Atualmente, a Argentina possui cerca de 14 mil quilômetros de malha ferroviária, dos quais apenas 7,6 mil estão operacionais, resultado de décadas de subinvestimento. O controle da rede pela estatal Trenes Argentinos Cargas destaca a importância da recuperação desse sistema, que é vital para reduzir custos logísticos e aumentar a competitividade das exportações, especialmente de grãos e minerais. Este é um ponto crucial, pois a eficiência do transporte ferroviário pode impactar diretamente o custo final de produtos agropecuários, influenciando a rentabilidade dos agricultores e, consequentemente, a economia local.

O plano de reestruturação inclui a divisão do sistema em nove concessões separadas, organizadas em três corredores e uma introdução do conceito de "open access". Enquanto o ministro da Desregulação, Federico Sturzenegger, acredita que isso incentivará a concorrência, especialistas apontam que a fragmentação das operações pode levar a custos mais altos e dificultar a coordenação logística.

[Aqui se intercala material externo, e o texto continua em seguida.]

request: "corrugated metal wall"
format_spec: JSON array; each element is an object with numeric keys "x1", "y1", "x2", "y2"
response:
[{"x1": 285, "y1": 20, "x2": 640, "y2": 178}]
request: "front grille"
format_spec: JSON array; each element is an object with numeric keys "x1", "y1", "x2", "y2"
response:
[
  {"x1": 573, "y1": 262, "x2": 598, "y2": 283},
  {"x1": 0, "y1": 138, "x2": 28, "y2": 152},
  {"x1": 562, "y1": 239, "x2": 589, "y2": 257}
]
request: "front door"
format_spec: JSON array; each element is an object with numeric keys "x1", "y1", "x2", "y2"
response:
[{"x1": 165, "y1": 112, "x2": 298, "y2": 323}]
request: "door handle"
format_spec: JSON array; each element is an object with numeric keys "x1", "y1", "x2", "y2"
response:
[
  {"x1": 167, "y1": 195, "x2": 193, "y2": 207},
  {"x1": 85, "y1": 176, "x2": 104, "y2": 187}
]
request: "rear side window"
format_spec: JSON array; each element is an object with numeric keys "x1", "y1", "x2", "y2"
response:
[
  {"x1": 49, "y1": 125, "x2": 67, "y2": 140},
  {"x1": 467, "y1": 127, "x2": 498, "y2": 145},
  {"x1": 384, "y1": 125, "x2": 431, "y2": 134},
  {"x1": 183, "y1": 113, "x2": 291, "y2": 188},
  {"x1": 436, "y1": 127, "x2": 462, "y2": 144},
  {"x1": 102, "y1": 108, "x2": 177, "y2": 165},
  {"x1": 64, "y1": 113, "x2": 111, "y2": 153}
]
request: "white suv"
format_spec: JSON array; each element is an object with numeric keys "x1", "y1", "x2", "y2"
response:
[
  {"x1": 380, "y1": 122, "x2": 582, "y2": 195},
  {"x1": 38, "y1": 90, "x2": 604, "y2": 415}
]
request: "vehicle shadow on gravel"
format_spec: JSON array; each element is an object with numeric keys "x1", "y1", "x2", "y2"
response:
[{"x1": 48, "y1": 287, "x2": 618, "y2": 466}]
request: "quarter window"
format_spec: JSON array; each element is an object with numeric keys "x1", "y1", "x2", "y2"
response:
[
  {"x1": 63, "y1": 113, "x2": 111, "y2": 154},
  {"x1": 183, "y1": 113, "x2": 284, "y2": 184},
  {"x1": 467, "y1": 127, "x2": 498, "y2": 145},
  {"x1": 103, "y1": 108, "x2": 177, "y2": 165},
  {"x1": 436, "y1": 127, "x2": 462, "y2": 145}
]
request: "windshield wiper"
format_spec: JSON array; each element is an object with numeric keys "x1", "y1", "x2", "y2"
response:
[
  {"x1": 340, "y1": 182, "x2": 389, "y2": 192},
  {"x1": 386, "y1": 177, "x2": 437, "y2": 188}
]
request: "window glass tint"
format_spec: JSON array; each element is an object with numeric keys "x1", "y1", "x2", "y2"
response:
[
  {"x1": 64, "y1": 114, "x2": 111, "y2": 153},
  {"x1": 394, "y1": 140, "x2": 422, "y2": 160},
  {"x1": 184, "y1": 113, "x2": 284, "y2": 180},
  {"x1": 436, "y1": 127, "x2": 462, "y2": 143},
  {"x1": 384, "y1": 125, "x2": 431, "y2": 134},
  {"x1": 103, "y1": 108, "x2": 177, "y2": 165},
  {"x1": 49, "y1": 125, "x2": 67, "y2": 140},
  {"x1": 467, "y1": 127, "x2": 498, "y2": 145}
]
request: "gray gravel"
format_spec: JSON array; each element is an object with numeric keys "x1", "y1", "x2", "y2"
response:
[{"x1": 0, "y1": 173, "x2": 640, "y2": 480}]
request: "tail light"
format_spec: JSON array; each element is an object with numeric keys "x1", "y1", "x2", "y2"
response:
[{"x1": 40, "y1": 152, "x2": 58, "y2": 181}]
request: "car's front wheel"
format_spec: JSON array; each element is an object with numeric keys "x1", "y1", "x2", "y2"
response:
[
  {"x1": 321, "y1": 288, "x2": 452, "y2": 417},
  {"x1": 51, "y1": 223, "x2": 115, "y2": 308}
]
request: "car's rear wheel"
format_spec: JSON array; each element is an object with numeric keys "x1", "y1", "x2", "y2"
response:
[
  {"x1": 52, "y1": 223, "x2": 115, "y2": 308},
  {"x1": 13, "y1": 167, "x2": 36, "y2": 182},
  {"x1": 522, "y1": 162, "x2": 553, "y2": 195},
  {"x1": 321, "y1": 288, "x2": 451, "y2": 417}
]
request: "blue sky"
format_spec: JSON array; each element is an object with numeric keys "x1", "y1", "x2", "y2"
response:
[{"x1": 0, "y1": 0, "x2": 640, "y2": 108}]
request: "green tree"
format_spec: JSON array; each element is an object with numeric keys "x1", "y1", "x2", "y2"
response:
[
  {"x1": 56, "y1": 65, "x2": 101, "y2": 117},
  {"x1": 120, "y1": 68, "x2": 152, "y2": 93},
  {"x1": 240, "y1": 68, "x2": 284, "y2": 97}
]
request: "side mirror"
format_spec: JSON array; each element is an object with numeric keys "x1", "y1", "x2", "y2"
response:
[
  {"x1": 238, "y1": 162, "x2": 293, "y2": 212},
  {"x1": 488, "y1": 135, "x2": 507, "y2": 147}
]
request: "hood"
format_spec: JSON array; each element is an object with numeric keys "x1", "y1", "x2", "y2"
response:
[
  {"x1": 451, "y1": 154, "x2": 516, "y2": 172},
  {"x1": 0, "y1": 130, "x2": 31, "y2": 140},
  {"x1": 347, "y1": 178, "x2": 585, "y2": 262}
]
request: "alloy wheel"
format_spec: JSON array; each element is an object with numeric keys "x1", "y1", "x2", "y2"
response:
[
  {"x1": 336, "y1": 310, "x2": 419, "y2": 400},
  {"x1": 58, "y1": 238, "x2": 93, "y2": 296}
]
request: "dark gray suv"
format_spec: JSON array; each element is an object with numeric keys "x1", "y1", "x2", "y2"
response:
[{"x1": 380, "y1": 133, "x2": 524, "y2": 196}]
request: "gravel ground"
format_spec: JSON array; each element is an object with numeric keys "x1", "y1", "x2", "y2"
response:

Um dos principais pontos em discussão é a possível participação do Grupo México, que condicionalmente se comprometeu a investir até US$ 3 bilhões na reconstrução da malha, dependendo de mudanças na estrutura da licitação. Seu modelo preferido é verticalizado, onde um único operador controla tanto a infraestrutura quanto a operação, o que poderia garantir maior eficiência e retorno sobre os investimentos. Esta posição destaca a necessidade de um ambiente regulatório claro e atraente para investidores, fundamental não só para as ferrovias, mas para a saúde geral do transporte na Argentina.

A comparação com o modelo brasileiro, que privilegia concessões verticalizadas, é significativa. A abordagem do Brasil, com contratos de longo prazo e uma gestão integrada, tem se mostrado eficiente na promoção de investimentos e na redução de conflitos operacionais. Empreendimentos como a Ferrogrão e a FIOL refletem essa estratégia, visando garantir previsibilidade de receita e escala operacional. Para os motoristas e a mobilidade geral, isso pode significar uma redução nos custos de transporte e uma melhora na entrega de produtos, beneficiando o consumidor final.

É importante ressaltar que o debate argentino ocorre em um momento crítico, onde o transporte rodoviário ainda domina cerca de 95% da movimentação de cargas no país. Essa dependência ressalta a urgência de soluções que não apenas reduzam custos logísticos, mas também aumentem a eficiência do sistema. A falta de um marco regulatório claro é um risco considerável, já que a fragmentação geralmente resulta em custos mais elevados e menor eficiência, conforme evidenciado em estudos internacionais.

A implementação bem-sucedida desse novo modelo de ferrovias não só transformará o sistema de transporte na Argentina, mas também poderá ter impactos positivos diretos para os motoristas e para a mobilidade geral, proporcionando uma alternativa eficiente e econômica ao predominante transporte rodoviário.